PlaStIL: Plastic and Stable Memory-Free Class-Incremental Learning

Published in Second Conference on Lifelong Learning Agents, 2023

Class-incremental learning (CIL) enables the adaptation of artificial agents to dynamic environments in which data occur sequentially. CIL is particularly useful when the training process is performed under memory and/or computational constraints. However, it is really susceptible to catastrophic forgetting, which refers to the tendency to forget past information when learning new data. Most recent CIL methods use fine-tuning with knowledge distillation from the previous model to preserve past information. Knowledge distillation has been progressively refined to improve CIL performance. An alternative approach to CIL is inspired by transfer learning. These methods use a feature extractor which is frozen after the initial CIL state.
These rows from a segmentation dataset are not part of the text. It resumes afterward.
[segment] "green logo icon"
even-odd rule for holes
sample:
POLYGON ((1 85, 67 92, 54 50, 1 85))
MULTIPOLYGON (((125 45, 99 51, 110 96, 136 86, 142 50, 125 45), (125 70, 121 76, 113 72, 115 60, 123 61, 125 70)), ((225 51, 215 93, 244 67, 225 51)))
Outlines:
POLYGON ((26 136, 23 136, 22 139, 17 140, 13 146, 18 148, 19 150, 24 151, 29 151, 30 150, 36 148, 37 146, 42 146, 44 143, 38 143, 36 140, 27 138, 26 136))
They become competitive in exemplar-free CIL, a difficult setting due to a strong effect of catastrophic forgetting. The main challenge is to find a good plasticity-stability balance because fine-tuning methods favor plasticity, while transfer-based methods only address stability.

In this work, we tackle exemplar-free CIL (EFCIL) by combining the two types of approaches described above. Building on the strong performance of transfer-based methods, we introduce a plasticity component by partially fine-tuning models for recent classes.
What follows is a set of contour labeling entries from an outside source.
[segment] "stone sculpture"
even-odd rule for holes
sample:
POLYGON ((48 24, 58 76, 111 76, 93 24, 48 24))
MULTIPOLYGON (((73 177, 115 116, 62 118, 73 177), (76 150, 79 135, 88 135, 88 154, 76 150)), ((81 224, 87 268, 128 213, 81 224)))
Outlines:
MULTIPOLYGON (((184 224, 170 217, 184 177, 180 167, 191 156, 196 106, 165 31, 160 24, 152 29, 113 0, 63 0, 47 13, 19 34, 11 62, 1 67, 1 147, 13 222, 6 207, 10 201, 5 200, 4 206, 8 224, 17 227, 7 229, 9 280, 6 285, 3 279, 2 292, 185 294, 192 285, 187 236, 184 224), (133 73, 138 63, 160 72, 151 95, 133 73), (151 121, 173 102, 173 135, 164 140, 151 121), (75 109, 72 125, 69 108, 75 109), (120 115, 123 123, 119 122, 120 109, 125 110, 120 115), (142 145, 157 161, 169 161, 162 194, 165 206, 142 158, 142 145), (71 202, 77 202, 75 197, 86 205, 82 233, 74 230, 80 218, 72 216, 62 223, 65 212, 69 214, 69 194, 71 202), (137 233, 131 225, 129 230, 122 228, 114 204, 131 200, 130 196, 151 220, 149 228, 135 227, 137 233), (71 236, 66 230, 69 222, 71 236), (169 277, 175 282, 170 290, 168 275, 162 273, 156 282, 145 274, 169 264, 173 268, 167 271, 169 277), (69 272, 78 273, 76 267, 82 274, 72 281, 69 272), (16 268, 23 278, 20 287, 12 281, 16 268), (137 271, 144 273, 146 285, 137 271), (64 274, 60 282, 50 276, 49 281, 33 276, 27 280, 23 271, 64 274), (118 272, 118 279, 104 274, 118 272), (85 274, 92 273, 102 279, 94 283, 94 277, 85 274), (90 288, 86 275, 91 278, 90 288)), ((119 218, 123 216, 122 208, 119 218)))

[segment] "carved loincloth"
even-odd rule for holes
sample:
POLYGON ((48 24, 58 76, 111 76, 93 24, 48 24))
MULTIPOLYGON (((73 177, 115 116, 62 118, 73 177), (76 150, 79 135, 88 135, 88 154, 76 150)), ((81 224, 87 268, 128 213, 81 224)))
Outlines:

insert image images/plastil_graphs.png

PlaStIL

The results from the figure show that PlaStIL gives a better global accuracy compared to DeeSIL and LUCIR, two representative methods focused on stability and plasticity, respectively. Accuracy is presented separately for past and new classes for existing methods to examine the plasticity-stability balance offered by each method. LUCIR has optimal plasticity (best accuracy of new classes), while DeeSIL has optimal stability (best accuracy for past classes). However, the performance of both methods is strongly degraded on the complementary dimensions. PlaStIL is close to LUCIR in terms of plasticity and to DeeSIL in terms of stability. Consequently, it ensures a better balance between these two properties of EFCIL.

PlaStIL is inspired by transfer learning but adds a partial fine-tuning component to boost plasticity. It is applicable to any transfer-based method and we exemplify it with DeepSLDA and DeeSIL. We introduce a hybrid classification layer which combines classification weights learned with the initial model for past classes and with the fine-tuned models for recent classes. We evaluate the proposed approach on three datasets which contain 1000 classes each. The number of incremental states is varied to assess the robustness of the tested methods. Results show that performance gains are obtained by adding the proposed plasticity component to transfer-based methods. Equally interesting, important performance improvements are obtained over distillation-based methods, which are the mainstream methods deployed to tackle CIL.